Mikaela Shiffrin tied Lindsey Vonn‘s female record with her 137th career Alpine skiing World Cup podium, taking third place in the slalom at the World Cup Finals in Andorra on Saturday.

Shiffrin, racing for the second time since breaking Ingemar Stenmark‘s career Alpine World Cup wins record last Saturday, finished 86 hundredths behind Olympic champion Petra Vlhova of Slovakia, combining times from two runs.

Shiffrin was fourth after the first run. The top two after the first run stayed in that order after the second run — Vlhova, followed by first-time podium finisher Leona Popovic (the best World Cup finish for a Croatian woman in 16 years).

“Every single race I feel the weight of having to be one of the best in the world no matter what the day is, which is actually quite a privilege, but some days it’s quite heavy,” Shiffrin said, according to the International Ski Federation (FIS). “But today it didn’t feel heavy.
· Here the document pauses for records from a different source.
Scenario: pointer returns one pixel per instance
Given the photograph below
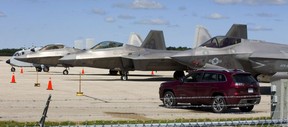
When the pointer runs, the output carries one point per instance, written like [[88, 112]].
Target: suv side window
[[210, 77], [194, 77], [213, 77], [221, 78]]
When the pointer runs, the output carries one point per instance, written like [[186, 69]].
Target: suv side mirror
[[181, 80]]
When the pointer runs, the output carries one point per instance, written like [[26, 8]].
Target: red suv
[[218, 89]]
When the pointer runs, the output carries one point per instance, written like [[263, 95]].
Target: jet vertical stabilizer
[[238, 31], [135, 39], [201, 35], [154, 40]]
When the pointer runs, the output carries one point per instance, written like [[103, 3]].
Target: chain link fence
[[91, 111]]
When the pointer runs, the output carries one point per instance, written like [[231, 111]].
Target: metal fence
[[133, 112]]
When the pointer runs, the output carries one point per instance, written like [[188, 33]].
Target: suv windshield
[[244, 78]]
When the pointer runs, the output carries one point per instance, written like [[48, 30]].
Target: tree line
[[10, 52]]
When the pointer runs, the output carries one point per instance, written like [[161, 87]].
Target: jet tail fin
[[201, 35], [135, 39], [238, 30], [154, 40]]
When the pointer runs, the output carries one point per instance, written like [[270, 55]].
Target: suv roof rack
[[227, 70]]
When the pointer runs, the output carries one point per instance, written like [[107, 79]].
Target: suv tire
[[219, 104], [246, 108], [169, 99]]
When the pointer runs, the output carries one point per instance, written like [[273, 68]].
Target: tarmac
[[105, 97]]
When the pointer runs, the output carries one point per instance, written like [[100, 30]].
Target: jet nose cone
[[21, 58], [8, 61], [68, 60]]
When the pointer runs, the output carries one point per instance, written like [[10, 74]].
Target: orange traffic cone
[[13, 79], [21, 70], [49, 84], [82, 71]]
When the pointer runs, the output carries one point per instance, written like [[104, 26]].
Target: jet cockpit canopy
[[220, 42], [107, 44], [52, 46]]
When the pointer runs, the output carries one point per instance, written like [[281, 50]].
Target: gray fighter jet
[[151, 55], [16, 63], [237, 52], [48, 55]]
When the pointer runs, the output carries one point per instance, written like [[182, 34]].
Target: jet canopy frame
[[52, 46], [221, 41], [107, 44]]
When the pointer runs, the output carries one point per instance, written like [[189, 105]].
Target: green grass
[[106, 122]]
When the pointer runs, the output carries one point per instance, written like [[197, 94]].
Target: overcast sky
[[24, 23]]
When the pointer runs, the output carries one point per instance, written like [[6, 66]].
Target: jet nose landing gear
[[124, 75], [65, 72]]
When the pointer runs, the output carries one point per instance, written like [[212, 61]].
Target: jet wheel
[[13, 69], [46, 69], [124, 76], [65, 72], [38, 69]]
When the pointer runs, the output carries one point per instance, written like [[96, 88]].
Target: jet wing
[[269, 62]]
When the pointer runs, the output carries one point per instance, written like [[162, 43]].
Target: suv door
[[211, 82], [189, 91]]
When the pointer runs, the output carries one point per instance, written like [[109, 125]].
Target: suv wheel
[[169, 99], [219, 104], [246, 108]]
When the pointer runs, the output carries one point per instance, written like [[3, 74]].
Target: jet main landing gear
[[65, 72], [38, 69], [13, 69], [124, 75]]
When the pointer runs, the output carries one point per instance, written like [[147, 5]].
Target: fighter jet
[[48, 55], [237, 52], [16, 63], [151, 55]]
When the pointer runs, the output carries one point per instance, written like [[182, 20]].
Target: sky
[[26, 23]]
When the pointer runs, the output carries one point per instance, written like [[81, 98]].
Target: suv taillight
[[239, 84]]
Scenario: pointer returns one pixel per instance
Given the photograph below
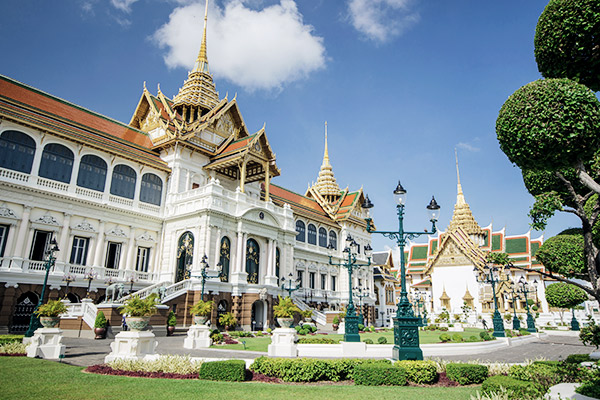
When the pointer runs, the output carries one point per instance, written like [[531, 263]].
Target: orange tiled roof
[[27, 103]]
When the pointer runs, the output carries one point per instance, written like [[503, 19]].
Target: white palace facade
[[142, 203]]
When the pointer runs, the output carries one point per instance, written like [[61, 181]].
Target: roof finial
[[202, 60]]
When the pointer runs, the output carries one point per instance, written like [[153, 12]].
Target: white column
[[99, 246], [64, 238], [23, 228]]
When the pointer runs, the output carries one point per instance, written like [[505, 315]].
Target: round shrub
[[457, 338], [466, 374], [420, 372], [445, 337], [567, 40], [549, 124]]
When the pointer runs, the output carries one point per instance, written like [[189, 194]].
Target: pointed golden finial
[[202, 60]]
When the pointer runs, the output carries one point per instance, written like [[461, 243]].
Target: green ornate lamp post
[[491, 275], [360, 296], [525, 291], [290, 285], [204, 274], [34, 321], [351, 327], [406, 324], [515, 297]]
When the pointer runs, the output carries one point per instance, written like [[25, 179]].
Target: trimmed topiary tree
[[567, 41]]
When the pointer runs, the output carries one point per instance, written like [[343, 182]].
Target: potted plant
[[284, 311], [228, 321], [171, 322], [138, 311], [307, 315], [201, 311], [49, 313], [100, 325]]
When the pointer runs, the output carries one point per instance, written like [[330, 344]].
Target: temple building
[[185, 187], [446, 271]]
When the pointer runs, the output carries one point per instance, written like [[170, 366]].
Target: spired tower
[[326, 184]]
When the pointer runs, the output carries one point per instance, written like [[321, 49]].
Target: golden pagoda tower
[[198, 94]]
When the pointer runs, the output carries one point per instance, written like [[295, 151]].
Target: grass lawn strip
[[23, 378]]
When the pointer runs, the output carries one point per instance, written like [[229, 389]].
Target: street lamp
[[491, 275], [34, 321], [525, 290], [406, 325], [360, 295], [351, 327], [290, 281], [515, 297], [204, 274]]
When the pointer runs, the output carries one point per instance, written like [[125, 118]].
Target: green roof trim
[[496, 242], [516, 245]]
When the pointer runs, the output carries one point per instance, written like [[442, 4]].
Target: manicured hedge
[[379, 375], [229, 370], [420, 372], [4, 339], [310, 369], [517, 389], [466, 374], [317, 340]]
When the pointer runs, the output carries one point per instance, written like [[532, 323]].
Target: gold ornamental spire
[[198, 93], [462, 216], [326, 184]]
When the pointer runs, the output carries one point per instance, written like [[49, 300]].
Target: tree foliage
[[563, 254], [563, 295], [549, 124], [567, 41]]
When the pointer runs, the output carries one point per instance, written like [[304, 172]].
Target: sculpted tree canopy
[[563, 295], [567, 41], [549, 124], [563, 254]]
It just felt like a really good opportunity.”

Six of the 22 skiers skied out of the second run on soft snow.

In Shiffrin’s previous race at the season-ending Finals, she was 14th in Thursday’s super-G, which is not one of her primary events.

ALPINE SKIING: Full Results | Broadcast Schedule

Shiffrin earned her 137th podium in her 248th start, meaning she has finished in the top three in 55 percent of her World Cup races dating to her debut at age 15 in 2011.
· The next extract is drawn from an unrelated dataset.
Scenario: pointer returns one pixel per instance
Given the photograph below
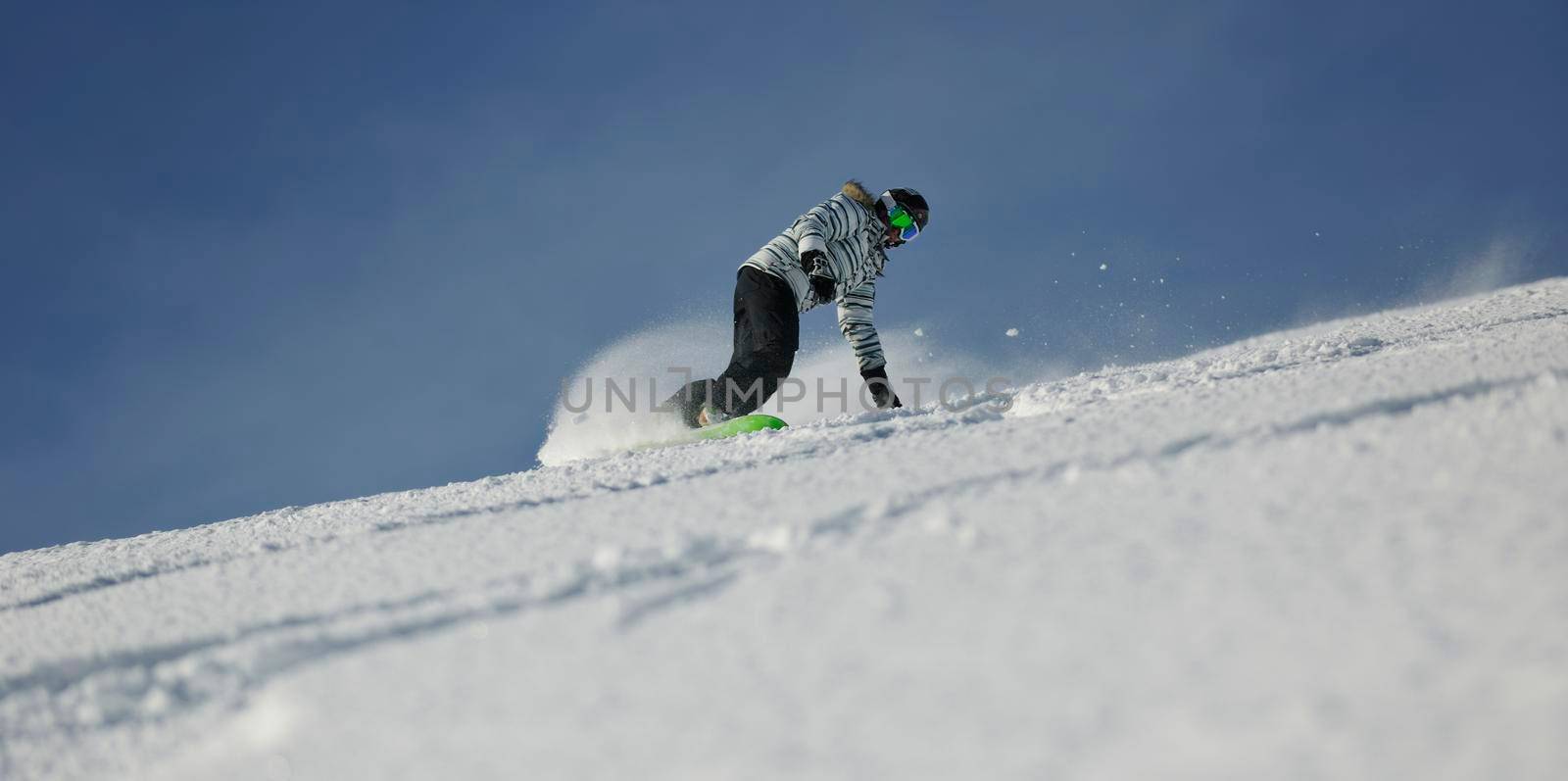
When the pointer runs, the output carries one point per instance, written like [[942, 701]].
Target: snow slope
[[1332, 553]]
The only men with more Alpine World Cup podiums are the Swede Stenmark (155) and Austrian Marcel Hirscher (138).

Shiffrin’s first chance to break her tie with Vonn comes in Sunday’s giant slalom, the last race of the season, live on Peacock.
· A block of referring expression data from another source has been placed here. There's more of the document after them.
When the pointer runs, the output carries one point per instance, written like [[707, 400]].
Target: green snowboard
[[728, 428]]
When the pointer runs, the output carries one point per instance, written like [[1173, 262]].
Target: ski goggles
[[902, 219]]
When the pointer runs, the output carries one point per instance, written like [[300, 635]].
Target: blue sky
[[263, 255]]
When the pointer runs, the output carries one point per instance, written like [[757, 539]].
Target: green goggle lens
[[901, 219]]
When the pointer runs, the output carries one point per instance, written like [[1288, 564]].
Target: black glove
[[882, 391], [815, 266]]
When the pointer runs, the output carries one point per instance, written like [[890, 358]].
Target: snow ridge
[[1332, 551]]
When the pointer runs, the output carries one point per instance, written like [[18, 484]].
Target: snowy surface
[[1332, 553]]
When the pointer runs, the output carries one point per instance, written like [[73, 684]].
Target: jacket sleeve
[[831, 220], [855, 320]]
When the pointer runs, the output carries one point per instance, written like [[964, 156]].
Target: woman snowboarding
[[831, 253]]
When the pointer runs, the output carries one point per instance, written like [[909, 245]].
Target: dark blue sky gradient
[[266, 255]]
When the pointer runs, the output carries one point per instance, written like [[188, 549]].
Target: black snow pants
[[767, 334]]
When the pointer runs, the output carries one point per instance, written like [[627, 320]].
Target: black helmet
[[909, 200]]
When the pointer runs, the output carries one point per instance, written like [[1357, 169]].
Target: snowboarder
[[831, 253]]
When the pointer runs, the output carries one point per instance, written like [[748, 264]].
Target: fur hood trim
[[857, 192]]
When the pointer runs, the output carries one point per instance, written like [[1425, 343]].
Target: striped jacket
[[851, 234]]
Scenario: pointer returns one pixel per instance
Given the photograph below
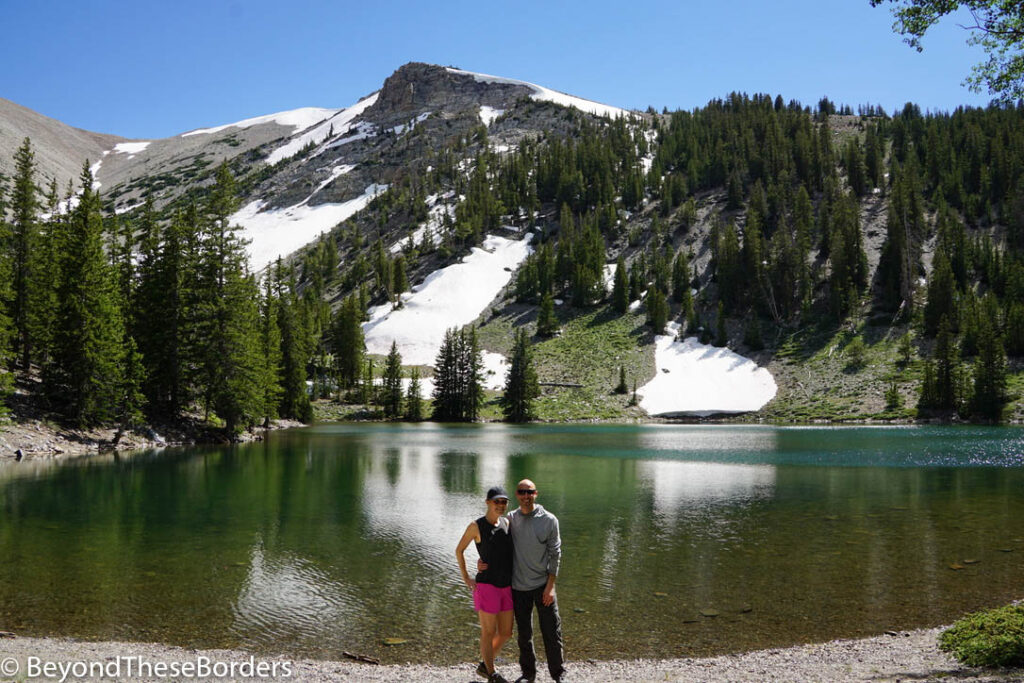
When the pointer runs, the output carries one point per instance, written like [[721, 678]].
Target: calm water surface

Shiffrin, who broke Vonn’s female career wins record of 82 in January, clinched season titles in the overall, GS and slalom before the Finals.

Also Saturday, Swiss Marco Odermatt won the men’s giant slalom by 2.11 seconds — the largest margin of victory in any men’s World Cup race in four years — for his 13th World Cup victory this season, tying the men’s single-season record.

He also reached 2,042 points for the season, breaking Austrian Hermann Maier‘s men’s record of 2,000 points in one season from 1999-2000.

Slovenian Tina Maze holds the overall record of 2,414 points from 2012-13.

“We partied hard on Thursday,” after winning the World Cup Finals super-G, Odermatt said, according to FIS. “Today wasn’t easy because of those damn 2,000 points. I really wanted the podium today. So, another victory, two seconds ahead, I don’t know what to say.”